Author Michael Wolff has expressed some regret that his controversial book about U.S. President Donald Trump had led to a "difficult situation" for the president's former White House chief strategist, Steve Bannon.
"Steve is a grand strategist. So he may very well have a plan. I hope he has a plan," said Wolff, the author of Fire and Fury: Inside the Trump White House, in an interview with CBC News.
On Wednesday, Wolff spoke to CBC's The National co-host Rosemary Barton and The Current's Anna Maria Tremonti
"I feel bad. I feel guilty that Steve appears to be in a difficult situation," he said.
On Tuesday, Bannon was forced to step down as chairman of Breitbart News Network, less than a week after Bannon's explosive criticisms of Trump and his family were published in Wolff's book.
"I think this did not play out as he had hoped," Wolff said.
'Lost his mind'
Following the publication of the book, the president hit out at his former chief strategist on Twitter, referring to him as "Sloppy Steve," an apparent reference to Bannon's often unkempt appearance. And Trump declared that "he lost his mind" when he was pushed out of the White House last August.
Wolff said he believed Bannon was confident that Republican Senate candidate Roy Moore, before he was accused of sexual misconduct with minors, would win the Senate special election in Alabama. Moore lost.
Wolff said Bannon thought that win, along with the publication of the book, would have put Bannon in a stronger position and give him the leverage to break with Trump.
"I think that he had come to regard Donald Trump as an idiot," Wolff said.
The book quotes a number of White House sources who view Trump as mentally unfit to be president and "semi-illiterate," and say he may be dyslexic.
'Doesn't read anything'
"He doesn't read anything. I mean, that's the thing, everybody goes around saying he doesn't read anything," Wolff said. "Someone will say, well he reads a headline and then somebody else will say, he only reads a headline if it's about him."
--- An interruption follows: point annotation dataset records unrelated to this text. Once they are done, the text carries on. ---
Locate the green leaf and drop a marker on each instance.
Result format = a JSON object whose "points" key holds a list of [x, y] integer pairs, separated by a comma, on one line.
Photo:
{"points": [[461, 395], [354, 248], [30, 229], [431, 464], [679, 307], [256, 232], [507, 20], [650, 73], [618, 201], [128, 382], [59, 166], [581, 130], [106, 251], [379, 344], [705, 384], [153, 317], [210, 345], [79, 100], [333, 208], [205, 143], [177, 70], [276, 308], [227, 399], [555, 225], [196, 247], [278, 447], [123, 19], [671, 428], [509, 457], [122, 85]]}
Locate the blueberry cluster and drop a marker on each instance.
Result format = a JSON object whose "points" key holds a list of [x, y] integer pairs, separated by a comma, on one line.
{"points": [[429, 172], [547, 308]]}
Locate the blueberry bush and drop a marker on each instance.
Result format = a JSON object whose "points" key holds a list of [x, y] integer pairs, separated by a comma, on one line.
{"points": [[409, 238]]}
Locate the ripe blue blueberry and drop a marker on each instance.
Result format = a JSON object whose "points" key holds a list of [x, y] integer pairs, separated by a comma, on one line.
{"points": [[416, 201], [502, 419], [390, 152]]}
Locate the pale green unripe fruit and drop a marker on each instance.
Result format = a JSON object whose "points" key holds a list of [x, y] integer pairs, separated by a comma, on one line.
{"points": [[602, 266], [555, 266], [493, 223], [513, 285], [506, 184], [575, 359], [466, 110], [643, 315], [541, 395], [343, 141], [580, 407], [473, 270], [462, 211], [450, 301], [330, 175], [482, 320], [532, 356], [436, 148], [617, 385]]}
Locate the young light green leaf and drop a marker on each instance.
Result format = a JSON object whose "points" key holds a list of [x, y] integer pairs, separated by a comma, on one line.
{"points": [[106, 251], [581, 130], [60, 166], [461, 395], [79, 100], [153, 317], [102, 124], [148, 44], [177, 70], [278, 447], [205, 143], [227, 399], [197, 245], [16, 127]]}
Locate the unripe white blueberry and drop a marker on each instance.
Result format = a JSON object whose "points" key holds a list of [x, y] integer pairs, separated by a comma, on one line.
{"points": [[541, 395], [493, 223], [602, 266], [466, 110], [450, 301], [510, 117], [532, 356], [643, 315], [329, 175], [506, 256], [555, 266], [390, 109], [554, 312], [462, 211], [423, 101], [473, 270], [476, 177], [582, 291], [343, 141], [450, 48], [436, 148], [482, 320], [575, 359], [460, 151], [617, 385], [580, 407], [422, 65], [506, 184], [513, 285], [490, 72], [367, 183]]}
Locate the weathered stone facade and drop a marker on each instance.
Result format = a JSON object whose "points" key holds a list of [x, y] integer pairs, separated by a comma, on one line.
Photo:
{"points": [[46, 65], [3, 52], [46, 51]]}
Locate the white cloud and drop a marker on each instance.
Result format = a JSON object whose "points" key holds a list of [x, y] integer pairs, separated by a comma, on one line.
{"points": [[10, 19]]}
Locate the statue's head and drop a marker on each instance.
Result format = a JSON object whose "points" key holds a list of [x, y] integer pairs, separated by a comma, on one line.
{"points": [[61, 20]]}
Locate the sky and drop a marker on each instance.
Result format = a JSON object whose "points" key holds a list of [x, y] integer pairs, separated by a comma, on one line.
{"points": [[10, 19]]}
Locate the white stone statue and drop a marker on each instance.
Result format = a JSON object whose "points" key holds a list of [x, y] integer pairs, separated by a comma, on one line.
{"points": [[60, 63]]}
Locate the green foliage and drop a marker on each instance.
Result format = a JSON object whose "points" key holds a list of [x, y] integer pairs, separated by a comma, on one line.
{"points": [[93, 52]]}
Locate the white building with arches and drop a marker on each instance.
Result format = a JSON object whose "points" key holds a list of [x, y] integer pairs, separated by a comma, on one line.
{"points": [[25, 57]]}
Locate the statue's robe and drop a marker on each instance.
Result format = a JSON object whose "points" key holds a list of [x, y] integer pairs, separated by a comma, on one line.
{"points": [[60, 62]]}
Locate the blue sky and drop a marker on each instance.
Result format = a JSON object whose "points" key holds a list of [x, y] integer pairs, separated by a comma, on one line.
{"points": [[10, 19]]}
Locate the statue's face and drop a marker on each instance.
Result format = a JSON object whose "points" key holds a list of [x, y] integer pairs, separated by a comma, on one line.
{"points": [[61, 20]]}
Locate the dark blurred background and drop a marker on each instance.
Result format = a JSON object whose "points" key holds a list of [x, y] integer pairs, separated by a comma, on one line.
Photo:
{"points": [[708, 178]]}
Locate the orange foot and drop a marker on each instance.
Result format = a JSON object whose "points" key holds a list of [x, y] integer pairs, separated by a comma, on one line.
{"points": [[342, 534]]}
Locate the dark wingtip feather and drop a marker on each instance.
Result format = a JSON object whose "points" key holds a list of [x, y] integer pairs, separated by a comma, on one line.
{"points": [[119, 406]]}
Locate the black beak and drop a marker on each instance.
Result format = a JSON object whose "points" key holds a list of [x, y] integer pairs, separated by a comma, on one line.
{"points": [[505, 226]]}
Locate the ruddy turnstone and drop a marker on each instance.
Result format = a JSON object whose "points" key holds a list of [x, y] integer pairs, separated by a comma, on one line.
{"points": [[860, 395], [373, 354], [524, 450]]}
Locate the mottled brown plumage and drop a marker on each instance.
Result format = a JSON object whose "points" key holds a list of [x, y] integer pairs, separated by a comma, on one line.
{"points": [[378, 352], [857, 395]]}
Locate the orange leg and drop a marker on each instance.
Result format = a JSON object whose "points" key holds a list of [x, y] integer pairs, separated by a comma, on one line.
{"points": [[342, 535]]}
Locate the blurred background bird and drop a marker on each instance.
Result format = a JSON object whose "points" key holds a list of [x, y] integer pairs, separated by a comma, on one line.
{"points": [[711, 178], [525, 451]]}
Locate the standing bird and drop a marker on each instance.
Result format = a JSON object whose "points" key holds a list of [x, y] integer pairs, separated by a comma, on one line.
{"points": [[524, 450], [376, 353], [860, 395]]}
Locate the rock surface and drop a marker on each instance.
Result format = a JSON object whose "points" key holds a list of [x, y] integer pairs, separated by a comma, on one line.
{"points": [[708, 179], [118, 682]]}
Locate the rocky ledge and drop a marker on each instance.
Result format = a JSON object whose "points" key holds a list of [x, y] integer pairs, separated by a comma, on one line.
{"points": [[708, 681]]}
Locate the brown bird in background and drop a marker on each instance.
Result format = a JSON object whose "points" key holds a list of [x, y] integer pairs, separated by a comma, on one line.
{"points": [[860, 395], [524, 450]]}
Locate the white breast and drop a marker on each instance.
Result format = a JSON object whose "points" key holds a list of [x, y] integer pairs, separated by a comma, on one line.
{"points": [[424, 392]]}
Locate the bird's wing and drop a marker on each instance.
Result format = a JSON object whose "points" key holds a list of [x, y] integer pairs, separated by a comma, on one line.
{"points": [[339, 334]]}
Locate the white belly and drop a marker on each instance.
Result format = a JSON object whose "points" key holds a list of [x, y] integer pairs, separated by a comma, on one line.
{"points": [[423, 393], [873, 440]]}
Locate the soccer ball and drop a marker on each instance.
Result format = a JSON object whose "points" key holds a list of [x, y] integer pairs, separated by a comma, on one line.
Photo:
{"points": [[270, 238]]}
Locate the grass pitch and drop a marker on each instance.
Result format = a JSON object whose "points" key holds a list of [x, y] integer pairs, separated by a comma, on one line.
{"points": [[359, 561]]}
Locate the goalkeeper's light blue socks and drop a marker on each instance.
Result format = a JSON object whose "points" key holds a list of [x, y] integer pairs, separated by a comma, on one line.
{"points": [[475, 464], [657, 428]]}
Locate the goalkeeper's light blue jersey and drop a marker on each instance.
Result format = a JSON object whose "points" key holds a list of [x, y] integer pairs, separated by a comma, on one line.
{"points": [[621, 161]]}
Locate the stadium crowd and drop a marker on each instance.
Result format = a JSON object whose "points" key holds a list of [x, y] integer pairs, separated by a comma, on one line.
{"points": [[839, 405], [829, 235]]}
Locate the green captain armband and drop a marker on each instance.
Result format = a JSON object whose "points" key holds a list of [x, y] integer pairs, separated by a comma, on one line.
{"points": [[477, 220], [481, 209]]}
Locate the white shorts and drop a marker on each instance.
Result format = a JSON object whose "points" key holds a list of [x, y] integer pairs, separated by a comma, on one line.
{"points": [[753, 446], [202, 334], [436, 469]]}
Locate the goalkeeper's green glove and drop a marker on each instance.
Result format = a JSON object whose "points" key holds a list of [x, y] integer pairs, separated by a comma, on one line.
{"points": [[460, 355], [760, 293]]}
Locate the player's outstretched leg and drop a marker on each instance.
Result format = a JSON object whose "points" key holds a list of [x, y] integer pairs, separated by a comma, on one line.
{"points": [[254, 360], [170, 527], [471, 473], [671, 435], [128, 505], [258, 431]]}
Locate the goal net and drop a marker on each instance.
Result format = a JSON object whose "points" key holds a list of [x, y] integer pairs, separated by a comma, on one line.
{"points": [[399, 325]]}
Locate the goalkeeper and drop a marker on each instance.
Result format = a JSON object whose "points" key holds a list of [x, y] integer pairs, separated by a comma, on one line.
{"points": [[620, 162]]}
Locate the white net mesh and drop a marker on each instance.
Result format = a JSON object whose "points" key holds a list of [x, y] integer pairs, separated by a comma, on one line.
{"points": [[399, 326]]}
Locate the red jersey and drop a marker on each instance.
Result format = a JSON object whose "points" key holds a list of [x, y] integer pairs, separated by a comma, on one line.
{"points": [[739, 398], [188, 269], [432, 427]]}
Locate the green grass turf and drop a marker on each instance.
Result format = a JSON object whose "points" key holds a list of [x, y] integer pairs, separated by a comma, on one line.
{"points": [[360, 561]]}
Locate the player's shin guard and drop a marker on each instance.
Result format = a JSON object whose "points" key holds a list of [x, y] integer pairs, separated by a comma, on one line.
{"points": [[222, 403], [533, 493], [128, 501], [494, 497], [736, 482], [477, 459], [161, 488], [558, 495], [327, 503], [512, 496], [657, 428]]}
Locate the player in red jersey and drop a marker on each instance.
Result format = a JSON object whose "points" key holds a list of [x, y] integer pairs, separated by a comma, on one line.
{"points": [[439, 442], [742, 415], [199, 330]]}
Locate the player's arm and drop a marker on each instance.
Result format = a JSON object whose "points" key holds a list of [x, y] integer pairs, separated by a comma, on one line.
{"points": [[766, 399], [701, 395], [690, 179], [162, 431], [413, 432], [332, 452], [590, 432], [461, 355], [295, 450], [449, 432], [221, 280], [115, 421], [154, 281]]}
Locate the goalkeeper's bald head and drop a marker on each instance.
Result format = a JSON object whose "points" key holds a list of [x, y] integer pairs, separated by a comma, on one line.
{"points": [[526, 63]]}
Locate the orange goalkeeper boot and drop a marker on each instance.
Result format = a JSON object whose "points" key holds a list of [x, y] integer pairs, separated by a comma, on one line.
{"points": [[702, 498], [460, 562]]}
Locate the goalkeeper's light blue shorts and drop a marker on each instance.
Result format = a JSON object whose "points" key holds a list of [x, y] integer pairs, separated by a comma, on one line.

White House aides also described Trump's behaviour as similar to that of a demanding child, Wolff said.
"Everybody among the senior staff has at one time or another referred to him as a child, sometimes as an 11-year-old. Sometimes, he's a six-year-old, sometimes he's a two-year-old. But all to the point that he needs immediate gratification."
- WATCH |The National co-host Rosemary Barton interviews author Michael Wolff at 9 p.m ET Wednesday on CBC News Network, 10 p.m ET on CBC Television, 10:30 p.m ET in Newfoundland and Labrador
Staff, Wolff said, are concerned about Trump's constant repetitions, that he used to repeat the same three stories, with the same words and facial expressions within 30 minutes. As the months have gone by, the time between stories shrank to 10 and 15 minutes, Wolff said.
Wolff said that the presidency is known to magnify the office holder in extreme ways and this is what's happened with Trump.
"The president's insecurities are magnified, the president's intellectual deficiencies are magnified, the president's own willingness to tolerate — actually, perhaps willingness to create — chaos has been magnified."
Yet the book has come under fire, with accusations that it's riddled with inaccuracies, typos and factual errors including dates and names. Some have denied the quotes attributed to them.
Trump, who threatened legal action to stop publication, has dismissed the book as a "work of fiction" that's "full of lies, misrepresentations and sources that don't exist."
But Wolff defended the book, insisting that "it is absolutely in no way, shape or form a fictionalized version.
"This is absolutely true. This is absolutely, literally, what I saw or what I heard."
Wolff said he wasn't present for some of the conversations noted in the book, and had to rely on sources from the White House. He admitted that at times, there were some marked discrepancies between those accounts.
"So then you had to go and speak to another person and that became a kind of thing, give me your version of this story," Wolff said. "And sometimes in the book, I just let everybody talk and you judge for yourself. Other times in the book, I thought, OK, no, I've triangulated this enough. I'm using my level of familiarity with this to say, OK, this is what happened here."
Wolff said his model was famed Washington Post Watergate reporter and author Bob Woodward.
'Make a set of tradeoffs'
"In order to get this picture of inside the White House you make a set of tradeoffs exactly the way Woodward has done in a succession of books."
"You are basically dealing with versions of the truth here. My job is to sort those and to produce a book, a portrait which either comports with your idea of reality. Or you can say ... as the president does, it is fiction."
Wolff said the book has become a huge phenomenon, largely because of Trump's reaction.
"I almost want to say I can't tell you what the truth is. Don't look to me to do that. I've just written a book. This is about what I saw what I heard. to the best of my ability to get what I believe to be the true story."